Revenue Recycling Impacts
Second, the magnitude of revenue recycling is also affected by linkage. When emitters in a given province reduce fewer emissions and instead buy more permits from other provinces, the revenue available to reduce taxes in that province decreases, reducing the benefits of linkage.
Finally, linking changes the price of carbon in different provinces in different ways, with implications for interprovincial trade. It lowers the price for provinces that buy permits, and raises it for those that sell them. That means that firms in some provinces actually experienced competitive advantage in the unlinked scenario given differential carbon prices. Linkage levels the playing field leading to improvements for some, but reduced advantage for others.
Complicated? Yes. But also illustrative. Even though linkage generally makes sense economically, it often faces opposition for other reasons. For permit buyers, purchases of emissions reductions from outside of the province can be perceived as wealth transfers. For permit sellers, linking with other provinces means a higher price of carbon, and as a result, higher energy costs.
The side of the equation—net buyer or seller—on which a province lands depends very much on the level of its policy ambition. We’ve assumed that each province will implement policy to achieve it’s own 2020 target, but this is far from given.

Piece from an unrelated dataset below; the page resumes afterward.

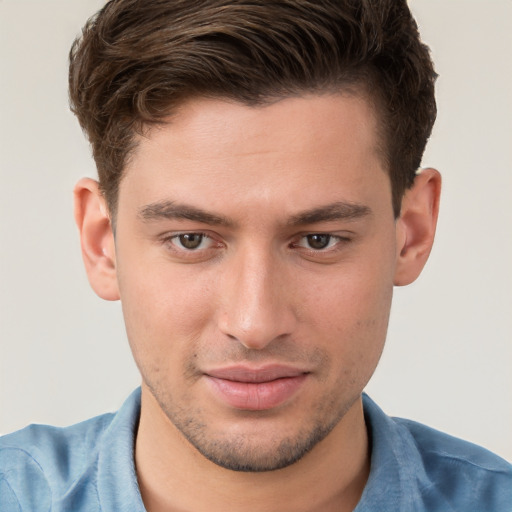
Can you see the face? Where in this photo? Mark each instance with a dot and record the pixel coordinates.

Unpacking the modelling analysis can help us to understand these dynamics. It’s the structure of a model, after all, that is both its strength and weakness. By formalizing assumptions—even if they are imperfect ones— we can compare policies in an internally consistent, controlled way. By acknowledging the limits of a model, we can parse out meaningful policy insight, and follow surprising results toward deeper understanding. See? Modelling isn’t voodoo after all.